Почти.двое суток Ксения Юрьевна спала без просыпа. Сон был столь глубок, что близким метилось: жива ли? Несколько раз княгиня Анна входила в опочивальню свекрови, на цыпочках приближалась к ложу, прислушивалась к тихому дыханию спящей, присматривалась к едва вздымающейся груди. Убеждалась: жива, слава Богу. И так же тихо удалялась.
— Ну? — спрашивал Дмитрий мать.
— Спит. Из-за тебя, идола, измучилась бедная.
Однако, проснувшись через два дня и испив сыты, засобиралась Ксения Юрьевна к вечному сну. Прогнав от себя лекаря, молвила тихо и спокойно:
— Зовите епископа, пусть соборует.
Епископ Андрей, явившийся по зову, свершил над ней таинство пострижения в святой ангельский чин, нареча ее Оксиньей, прочел требуемые при сем молитвы и удалился.
Не по голосу, которого уже и слышно не было, а по шевелению губ старухи догадалась Анна Дмитриевна — зовет «идола» своего, Митю. Послала за ним слугу.
Тот, явившись в опочивальню княжича, потряс спящего за плечо:
— Дмитрий Михайлович...
— Ну? В чем дело?
— Дмитрий Михайлович, великая княгиня бабушка зовет тебя.
— Что с ней?
— Кажись, помирает уже.
— Я счас... счас,— засуетился княжич.— Подай сапоги... там под лавкой.

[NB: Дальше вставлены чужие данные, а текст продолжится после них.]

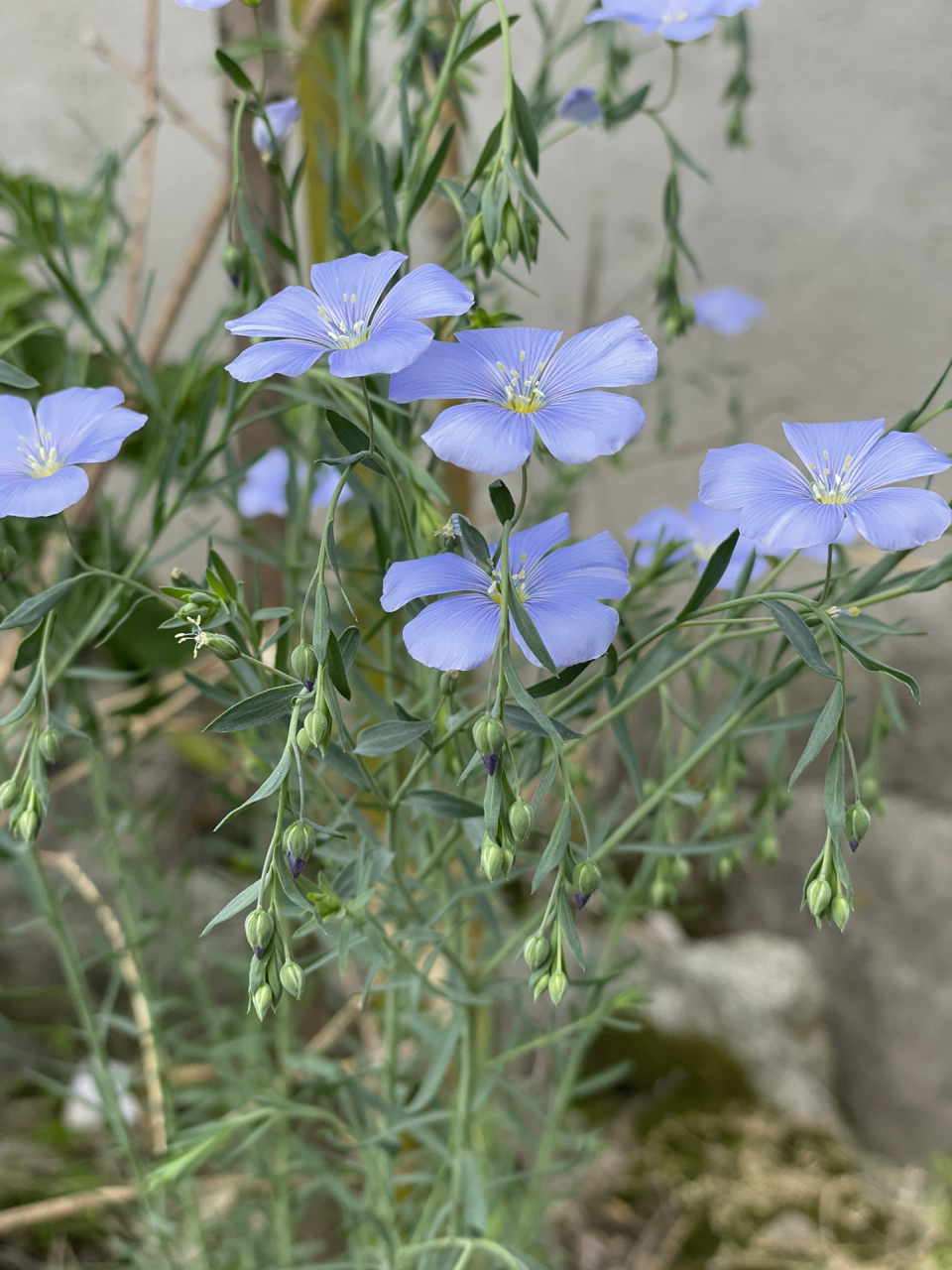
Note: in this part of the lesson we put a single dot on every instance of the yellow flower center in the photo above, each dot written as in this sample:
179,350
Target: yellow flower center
41,454
830,486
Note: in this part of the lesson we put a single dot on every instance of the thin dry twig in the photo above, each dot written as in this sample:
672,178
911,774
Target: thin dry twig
66,864
146,166
188,273
176,111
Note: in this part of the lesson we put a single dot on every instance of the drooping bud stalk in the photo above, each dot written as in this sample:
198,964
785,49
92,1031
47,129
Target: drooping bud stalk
293,979
521,820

Он пришел в опочивальню, освещенную трехсвечным шандалом, стоявшим на столике у изголовья. Напротив ложа умирающей сидела на лавке Анна Дмитриевна, кивнула сыну:
— Сядь около... тебя звала.
Дмитрий опустился на ложе старухи, пытался увидеть ее глаза и не мог, слабый свет свечей, падавший сбоку из-за изголовья, освещал лишь лоб бабушки, кончик заострившегося носа и подбородок.
Он не заметил, как тихо скользнула рука бабушки и коснулась его руки. Едва не отдернул свою: столь холодна была ее маленькая иссохшая длань. Холодна, как сама смерть.

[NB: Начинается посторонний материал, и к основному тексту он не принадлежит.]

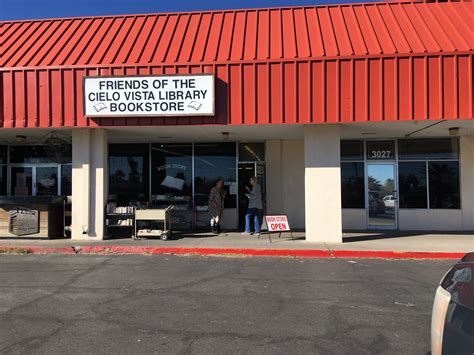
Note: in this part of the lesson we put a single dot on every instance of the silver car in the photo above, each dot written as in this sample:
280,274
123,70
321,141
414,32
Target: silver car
452,320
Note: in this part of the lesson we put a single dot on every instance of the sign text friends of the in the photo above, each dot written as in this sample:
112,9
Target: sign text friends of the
164,95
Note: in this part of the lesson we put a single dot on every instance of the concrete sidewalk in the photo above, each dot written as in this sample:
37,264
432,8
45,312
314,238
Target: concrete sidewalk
355,243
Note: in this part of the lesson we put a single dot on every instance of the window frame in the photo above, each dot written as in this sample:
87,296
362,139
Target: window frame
397,160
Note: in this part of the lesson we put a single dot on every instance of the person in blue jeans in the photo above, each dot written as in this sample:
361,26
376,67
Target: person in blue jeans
255,207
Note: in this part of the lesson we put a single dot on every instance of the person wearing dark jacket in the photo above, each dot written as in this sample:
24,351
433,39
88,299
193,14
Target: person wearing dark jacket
216,205
255,207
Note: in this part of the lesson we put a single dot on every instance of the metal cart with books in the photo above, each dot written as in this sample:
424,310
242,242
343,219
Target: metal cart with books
153,216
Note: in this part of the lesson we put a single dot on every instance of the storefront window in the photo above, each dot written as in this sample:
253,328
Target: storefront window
352,150
428,149
444,184
3,180
129,172
215,161
251,152
3,154
66,180
3,170
36,154
412,181
352,181
172,169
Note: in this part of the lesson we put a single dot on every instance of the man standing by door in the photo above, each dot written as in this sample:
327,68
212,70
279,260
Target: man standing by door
255,206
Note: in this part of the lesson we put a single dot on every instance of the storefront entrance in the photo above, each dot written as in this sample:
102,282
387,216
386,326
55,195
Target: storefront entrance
35,180
381,196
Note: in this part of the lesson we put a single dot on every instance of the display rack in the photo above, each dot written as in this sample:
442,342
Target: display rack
161,216
181,215
118,217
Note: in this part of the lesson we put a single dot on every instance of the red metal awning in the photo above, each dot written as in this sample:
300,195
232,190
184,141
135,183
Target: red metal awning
337,63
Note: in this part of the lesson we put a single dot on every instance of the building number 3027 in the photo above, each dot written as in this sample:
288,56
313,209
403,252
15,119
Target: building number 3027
381,154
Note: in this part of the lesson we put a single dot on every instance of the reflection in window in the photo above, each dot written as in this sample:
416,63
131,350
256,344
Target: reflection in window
3,154
432,148
352,180
38,154
412,180
213,161
172,166
3,180
444,184
251,152
352,150
128,171
66,180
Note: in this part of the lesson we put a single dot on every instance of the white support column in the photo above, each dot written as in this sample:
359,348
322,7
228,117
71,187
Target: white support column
323,184
273,152
89,182
467,181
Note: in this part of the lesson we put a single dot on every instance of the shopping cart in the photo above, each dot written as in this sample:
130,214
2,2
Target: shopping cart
160,215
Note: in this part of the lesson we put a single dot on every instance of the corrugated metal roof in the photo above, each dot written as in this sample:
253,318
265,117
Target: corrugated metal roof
240,35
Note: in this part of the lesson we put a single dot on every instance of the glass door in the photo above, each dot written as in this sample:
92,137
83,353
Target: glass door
381,196
21,181
46,181
246,171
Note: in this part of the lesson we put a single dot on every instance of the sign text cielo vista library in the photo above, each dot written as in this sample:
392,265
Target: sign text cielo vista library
163,95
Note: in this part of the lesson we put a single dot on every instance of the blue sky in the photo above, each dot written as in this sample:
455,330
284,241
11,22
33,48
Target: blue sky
35,9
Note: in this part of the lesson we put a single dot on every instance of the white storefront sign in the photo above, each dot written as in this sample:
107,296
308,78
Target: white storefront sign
163,95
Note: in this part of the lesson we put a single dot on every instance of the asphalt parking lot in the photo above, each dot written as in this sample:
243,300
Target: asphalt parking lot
201,305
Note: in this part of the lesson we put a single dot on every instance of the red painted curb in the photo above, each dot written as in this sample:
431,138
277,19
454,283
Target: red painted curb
370,254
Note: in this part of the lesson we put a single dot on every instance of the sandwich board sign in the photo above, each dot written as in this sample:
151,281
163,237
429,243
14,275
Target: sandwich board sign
277,224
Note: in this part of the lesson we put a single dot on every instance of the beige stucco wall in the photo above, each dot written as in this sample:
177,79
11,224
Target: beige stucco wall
354,218
285,179
467,182
90,177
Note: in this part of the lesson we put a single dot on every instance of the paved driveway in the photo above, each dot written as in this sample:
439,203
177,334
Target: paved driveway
170,304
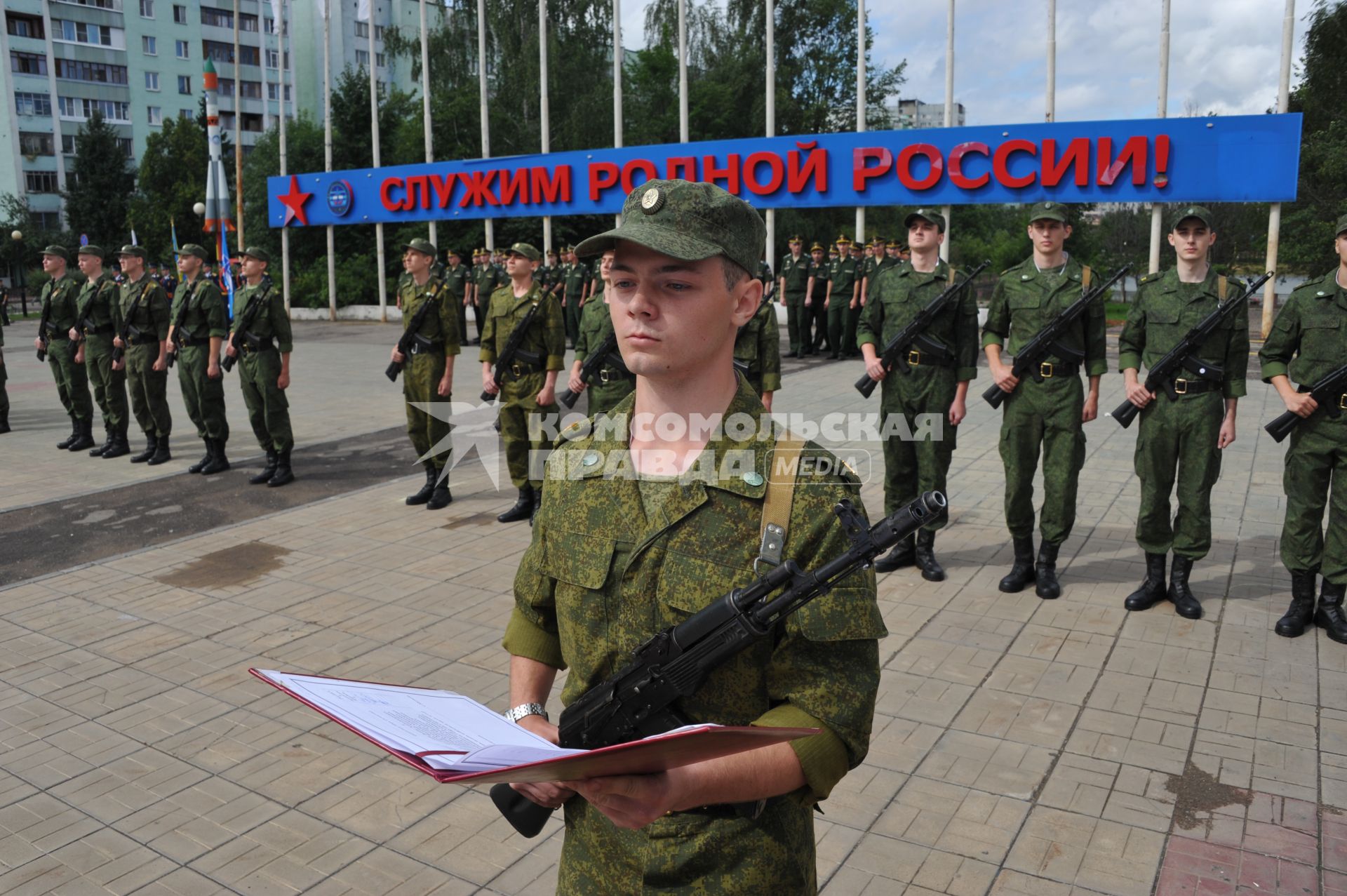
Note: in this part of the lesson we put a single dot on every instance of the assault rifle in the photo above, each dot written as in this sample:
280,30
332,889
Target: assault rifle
589,368
640,700
1028,360
1327,392
913,335
1184,354
411,336
507,357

После полуночи великая княгиня Ксения Юрьевна тихо скончалась, а ее «идол» даже не заметил этого. Убаюканный тишиной, он задремал и очнулся от возгласа матери:
— Все. Встань, Дмитрий, бабушки уже нет.
10. НАСТАСЬИНА ОПАРА
У стряпухи Настасьи в канун Семенова дня 38 38 •Семенов день—1 сентября. С него раньше начинался новый год.

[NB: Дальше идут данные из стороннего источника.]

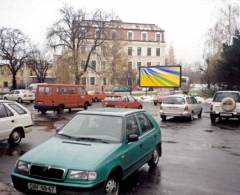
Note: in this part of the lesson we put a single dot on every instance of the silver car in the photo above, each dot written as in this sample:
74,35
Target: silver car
20,96
180,106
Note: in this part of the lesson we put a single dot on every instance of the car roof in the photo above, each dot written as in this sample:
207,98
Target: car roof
6,101
111,111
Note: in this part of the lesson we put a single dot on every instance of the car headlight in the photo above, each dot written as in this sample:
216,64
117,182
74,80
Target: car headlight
23,166
82,175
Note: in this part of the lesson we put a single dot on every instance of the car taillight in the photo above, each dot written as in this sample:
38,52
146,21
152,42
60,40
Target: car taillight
211,107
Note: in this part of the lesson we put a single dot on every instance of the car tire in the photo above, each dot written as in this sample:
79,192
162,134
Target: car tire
164,117
112,185
19,100
60,109
213,119
200,114
85,107
155,159
15,137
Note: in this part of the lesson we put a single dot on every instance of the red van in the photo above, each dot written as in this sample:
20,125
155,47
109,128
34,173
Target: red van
58,97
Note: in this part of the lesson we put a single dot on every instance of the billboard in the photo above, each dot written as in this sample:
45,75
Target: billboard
160,76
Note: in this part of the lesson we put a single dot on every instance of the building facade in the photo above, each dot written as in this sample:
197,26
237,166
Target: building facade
143,44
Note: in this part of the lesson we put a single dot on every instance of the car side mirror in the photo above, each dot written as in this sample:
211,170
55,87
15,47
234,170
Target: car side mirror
133,137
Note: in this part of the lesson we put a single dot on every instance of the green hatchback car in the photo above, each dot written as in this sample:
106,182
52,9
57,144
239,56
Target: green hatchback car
92,153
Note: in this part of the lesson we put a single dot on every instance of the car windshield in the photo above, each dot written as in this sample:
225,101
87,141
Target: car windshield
90,127
221,95
173,100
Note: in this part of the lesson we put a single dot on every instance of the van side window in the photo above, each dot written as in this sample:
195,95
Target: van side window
145,123
3,113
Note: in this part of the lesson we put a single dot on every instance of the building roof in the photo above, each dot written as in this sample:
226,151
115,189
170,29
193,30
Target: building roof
110,111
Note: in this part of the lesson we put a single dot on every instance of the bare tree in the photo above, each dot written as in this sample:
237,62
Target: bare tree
14,49
38,63
77,29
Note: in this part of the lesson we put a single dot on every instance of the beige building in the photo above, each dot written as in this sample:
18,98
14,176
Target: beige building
144,45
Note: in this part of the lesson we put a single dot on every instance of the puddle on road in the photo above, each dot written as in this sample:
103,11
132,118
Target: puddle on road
10,151
209,130
169,141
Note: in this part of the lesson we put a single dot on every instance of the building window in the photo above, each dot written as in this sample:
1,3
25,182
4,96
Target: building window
129,65
139,64
130,36
92,80
98,34
83,64
158,37
94,64
5,84
149,51
104,81
114,35
139,51
129,51
144,36
83,80
157,51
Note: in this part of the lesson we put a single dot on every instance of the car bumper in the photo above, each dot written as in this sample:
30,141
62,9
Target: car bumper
180,114
44,107
225,114
20,182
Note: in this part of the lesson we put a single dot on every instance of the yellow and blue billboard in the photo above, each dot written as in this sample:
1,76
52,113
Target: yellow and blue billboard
160,76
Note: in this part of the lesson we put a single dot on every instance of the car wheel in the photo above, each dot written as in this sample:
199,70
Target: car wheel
20,100
15,138
112,186
85,107
60,109
213,119
200,114
155,158
164,118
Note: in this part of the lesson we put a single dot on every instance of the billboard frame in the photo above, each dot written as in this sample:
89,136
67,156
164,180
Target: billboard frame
156,67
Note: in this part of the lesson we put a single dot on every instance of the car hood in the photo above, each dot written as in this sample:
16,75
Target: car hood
70,154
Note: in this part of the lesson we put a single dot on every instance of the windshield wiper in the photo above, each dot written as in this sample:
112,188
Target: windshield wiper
66,135
92,139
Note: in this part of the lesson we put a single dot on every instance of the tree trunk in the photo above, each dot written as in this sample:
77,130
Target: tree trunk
14,81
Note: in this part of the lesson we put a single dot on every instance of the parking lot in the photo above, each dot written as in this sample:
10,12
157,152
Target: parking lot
198,158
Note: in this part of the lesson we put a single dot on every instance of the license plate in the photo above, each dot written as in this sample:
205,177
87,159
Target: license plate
42,188
225,114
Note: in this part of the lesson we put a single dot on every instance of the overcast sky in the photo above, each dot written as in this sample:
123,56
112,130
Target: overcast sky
185,21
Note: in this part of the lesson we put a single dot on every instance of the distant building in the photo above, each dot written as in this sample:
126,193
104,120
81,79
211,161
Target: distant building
144,45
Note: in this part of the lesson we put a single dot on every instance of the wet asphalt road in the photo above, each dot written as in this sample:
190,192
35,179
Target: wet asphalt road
198,158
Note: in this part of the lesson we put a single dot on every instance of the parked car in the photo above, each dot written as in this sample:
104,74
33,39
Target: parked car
20,95
121,89
15,122
101,148
225,104
97,96
180,106
33,87
121,102
58,97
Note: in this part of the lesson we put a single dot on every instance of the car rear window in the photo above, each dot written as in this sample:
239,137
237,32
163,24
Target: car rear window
221,95
173,100
18,109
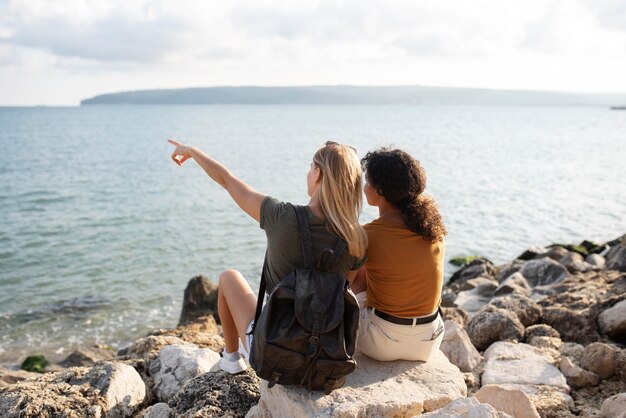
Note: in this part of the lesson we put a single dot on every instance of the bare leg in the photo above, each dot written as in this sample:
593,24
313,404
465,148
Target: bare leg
359,284
236,303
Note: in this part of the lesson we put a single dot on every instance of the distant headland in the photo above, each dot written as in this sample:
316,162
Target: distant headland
354,95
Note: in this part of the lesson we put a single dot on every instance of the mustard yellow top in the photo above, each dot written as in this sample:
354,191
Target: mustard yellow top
404,271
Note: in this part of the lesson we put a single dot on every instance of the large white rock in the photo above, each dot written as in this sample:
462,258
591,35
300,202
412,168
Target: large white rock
457,346
375,389
176,364
514,402
507,362
612,321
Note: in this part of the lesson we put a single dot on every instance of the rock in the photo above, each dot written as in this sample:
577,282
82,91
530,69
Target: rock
612,321
520,364
531,253
571,326
527,311
218,394
596,260
396,388
110,390
576,376
159,410
457,346
35,364
515,283
149,347
614,407
600,358
491,325
543,271
86,357
512,401
9,377
200,301
457,315
616,257
466,408
540,330
176,364
478,267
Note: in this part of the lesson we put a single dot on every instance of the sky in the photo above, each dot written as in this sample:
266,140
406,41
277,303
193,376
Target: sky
59,52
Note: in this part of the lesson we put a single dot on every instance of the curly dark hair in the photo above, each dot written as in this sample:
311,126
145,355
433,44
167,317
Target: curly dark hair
401,180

забот полон рот. И главная, пожалуй, из них — замесить добрую опару, дать ей два раза подняться в деже и обмять столько же, добавляя жира, яиц, муки. Угадать, чтоб не перекисло, и настряпать из теста к празднику кренделей, калачей и разных завитушек на радость детве и себе, чтоб до Рождества Пресвятой Богородицы 39 39 Рождество Пресвятой Богородицы — 8(21) сентября.
хватило. Ну и, конечно, мужу, который ныне в отъезде и в бересте, присланной днями, обещался на Рождество быть. Он вроде и недалече от Новгорода — в Тре-губове, а все ж не дома. К его приезду расстаралась Настасья, наделала из проса бузы по-татарски. Приедет муж, выпьет на радостях и приголубит хозяйку.
Что-что, а уж стряпать да готовить сочива разные и питье мастерица Настасья. К вечеру хорошо протопила Настасья свою глинобитную печь березовыми дровами, сгребла в загнетку пылающие угли, укрыла в горячей золе.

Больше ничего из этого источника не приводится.